# Structured Streaming with Apache Kafka

## Example 1

Reading a Kafka topic in AWS.
Before executing this code, replace `kafka:9094` by the right bootstrap server

In [0]:
from pyspark.sql.functions import from_json, col
from pyspark.sql.types import StructType, StructField, StringType

df = spark \
  .readStream \
  .format("kafka") \
  .option("kafka.bootstrap.servers", "34.73.125.79:9094") \
  .option("subscribe", "toots") \
  .load()
  
schema = StructType(
    [
        StructField('id', StringType(), True),
        StructField('content', StringType(), True),
        StructField('created_at', StringType(), True),
        StructField('account', StringType(), True)
    ]
)
df.printSchema()

dataset = df.selectExpr("CAST(key AS STRING)", "CAST(value AS STRING)", "timestamp") \
    .withColumn("value", from_json("value", schema)) \
    .select(col('key'), col("timestamp"), col('value.*'))

In [0]:
dataset.writeStream \
 .outputMode("append") \
 .format("memory") \
 .option("truncate", "false") \
 .queryName("toots_topic") \
 .start()

In [0]:
%sql
SELECT
  *
FROM
  toots_topic

## Exercise 1

Apply a sliding window each minute, 5 minutes of duration, grouping by `server`, applying a count per domain.
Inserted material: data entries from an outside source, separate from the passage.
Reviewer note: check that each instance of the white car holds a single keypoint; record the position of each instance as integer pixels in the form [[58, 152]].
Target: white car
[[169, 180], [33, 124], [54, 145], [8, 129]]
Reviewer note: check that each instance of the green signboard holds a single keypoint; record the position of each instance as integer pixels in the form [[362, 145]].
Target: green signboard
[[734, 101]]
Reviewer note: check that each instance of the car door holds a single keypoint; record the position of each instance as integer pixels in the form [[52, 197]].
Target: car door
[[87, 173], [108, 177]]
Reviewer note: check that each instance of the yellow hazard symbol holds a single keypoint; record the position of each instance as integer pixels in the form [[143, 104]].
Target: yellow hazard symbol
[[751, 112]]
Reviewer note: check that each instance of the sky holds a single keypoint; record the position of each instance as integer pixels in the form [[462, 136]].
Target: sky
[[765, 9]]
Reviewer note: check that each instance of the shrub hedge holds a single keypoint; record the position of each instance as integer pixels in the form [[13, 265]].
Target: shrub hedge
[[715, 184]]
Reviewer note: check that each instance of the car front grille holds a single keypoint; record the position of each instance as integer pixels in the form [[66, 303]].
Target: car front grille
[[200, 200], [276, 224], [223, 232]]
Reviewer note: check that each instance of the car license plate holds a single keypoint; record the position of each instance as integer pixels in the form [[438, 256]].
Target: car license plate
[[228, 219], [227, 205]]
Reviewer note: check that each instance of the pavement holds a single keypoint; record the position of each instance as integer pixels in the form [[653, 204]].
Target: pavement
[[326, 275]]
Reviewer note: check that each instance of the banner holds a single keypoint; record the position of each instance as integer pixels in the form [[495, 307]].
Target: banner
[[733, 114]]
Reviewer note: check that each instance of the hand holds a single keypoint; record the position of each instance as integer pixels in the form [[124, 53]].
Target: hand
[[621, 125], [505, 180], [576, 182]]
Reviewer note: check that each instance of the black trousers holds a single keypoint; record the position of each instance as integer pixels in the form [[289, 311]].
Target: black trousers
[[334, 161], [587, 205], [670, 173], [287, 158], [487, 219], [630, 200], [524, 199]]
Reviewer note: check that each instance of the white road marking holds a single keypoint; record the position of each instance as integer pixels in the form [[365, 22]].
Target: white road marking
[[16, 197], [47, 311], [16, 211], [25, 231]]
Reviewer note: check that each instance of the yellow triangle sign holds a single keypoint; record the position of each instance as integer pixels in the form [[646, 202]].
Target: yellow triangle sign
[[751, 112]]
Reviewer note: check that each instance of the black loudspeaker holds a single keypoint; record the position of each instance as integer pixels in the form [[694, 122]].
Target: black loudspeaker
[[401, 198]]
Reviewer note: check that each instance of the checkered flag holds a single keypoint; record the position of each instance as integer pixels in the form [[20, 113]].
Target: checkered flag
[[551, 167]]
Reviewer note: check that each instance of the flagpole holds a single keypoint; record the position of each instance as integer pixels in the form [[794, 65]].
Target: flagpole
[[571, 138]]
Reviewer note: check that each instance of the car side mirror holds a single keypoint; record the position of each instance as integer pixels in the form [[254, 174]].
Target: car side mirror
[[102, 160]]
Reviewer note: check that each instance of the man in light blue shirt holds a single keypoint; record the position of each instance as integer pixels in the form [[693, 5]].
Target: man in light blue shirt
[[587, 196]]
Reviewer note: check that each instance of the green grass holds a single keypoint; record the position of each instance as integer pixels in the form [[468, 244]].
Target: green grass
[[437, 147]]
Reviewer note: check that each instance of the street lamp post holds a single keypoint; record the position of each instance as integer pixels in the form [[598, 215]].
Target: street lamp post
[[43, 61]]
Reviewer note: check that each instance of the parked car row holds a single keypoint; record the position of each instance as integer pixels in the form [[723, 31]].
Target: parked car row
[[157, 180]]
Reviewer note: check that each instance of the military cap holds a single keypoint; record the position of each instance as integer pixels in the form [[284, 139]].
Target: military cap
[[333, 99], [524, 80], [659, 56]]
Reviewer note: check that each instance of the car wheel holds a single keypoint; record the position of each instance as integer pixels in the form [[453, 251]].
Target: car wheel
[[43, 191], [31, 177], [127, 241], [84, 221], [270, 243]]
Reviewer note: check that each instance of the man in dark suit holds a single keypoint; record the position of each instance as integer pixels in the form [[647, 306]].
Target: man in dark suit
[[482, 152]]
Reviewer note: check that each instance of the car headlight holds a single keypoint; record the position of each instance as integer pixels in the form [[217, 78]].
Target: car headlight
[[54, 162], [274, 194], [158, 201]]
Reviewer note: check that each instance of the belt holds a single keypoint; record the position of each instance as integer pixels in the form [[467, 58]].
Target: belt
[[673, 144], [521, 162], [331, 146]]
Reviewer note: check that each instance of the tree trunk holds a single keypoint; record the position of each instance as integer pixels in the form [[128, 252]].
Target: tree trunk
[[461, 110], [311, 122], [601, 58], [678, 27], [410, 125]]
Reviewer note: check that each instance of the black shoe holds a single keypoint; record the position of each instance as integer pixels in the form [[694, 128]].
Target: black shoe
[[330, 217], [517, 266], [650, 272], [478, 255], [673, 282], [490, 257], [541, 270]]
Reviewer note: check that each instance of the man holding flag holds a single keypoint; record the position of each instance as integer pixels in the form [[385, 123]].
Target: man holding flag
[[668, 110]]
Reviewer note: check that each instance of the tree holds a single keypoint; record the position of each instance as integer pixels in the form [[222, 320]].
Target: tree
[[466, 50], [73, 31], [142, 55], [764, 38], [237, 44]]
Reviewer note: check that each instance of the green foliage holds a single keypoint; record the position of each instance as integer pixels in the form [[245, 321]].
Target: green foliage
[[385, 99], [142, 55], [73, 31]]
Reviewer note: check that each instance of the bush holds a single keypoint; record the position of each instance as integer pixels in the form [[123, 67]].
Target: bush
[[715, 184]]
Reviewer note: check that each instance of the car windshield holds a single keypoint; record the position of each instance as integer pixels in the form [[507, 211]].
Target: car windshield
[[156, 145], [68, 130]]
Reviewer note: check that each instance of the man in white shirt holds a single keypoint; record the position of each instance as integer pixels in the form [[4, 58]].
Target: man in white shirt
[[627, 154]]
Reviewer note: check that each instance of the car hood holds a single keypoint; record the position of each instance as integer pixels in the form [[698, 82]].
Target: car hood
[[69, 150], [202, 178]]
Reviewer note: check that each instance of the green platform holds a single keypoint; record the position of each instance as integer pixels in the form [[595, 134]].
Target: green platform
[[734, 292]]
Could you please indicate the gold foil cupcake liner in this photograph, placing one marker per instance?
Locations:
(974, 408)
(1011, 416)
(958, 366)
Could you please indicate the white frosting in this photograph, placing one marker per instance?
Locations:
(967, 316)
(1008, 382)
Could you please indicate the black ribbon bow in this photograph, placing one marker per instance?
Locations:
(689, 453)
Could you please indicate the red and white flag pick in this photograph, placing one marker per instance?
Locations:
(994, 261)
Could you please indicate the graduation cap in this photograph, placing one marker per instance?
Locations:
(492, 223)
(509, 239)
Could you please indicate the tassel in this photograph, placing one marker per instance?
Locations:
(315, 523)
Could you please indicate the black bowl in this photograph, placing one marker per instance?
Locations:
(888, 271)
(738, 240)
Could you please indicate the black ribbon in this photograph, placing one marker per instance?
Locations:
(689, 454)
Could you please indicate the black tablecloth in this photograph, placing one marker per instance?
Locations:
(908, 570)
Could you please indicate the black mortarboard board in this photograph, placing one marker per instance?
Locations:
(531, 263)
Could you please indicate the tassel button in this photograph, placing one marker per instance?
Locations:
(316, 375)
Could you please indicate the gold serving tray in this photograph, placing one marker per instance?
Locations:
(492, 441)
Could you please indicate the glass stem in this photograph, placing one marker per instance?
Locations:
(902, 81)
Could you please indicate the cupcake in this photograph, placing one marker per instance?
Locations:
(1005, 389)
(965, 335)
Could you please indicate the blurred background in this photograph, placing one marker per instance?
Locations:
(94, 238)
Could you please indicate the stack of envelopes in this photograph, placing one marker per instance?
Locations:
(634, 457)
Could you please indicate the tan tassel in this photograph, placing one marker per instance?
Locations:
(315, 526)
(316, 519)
A server in Mastodon is the domain in account column

---



## Exercise 2

Each minute, get the number of toots received in last 5 minutes

---



## Exercise 3

Get top words with more than 3 letters in 1 minute slots

---



## Clean up DBFS

In [0]:
%scala
// Clean up
val PATH = "dbfs:/tmp/"
dbutils.fs.ls(PATH)
            .map(_.name)
            .foreach((file: String) => dbutils.fs.rm(PATH + file, true))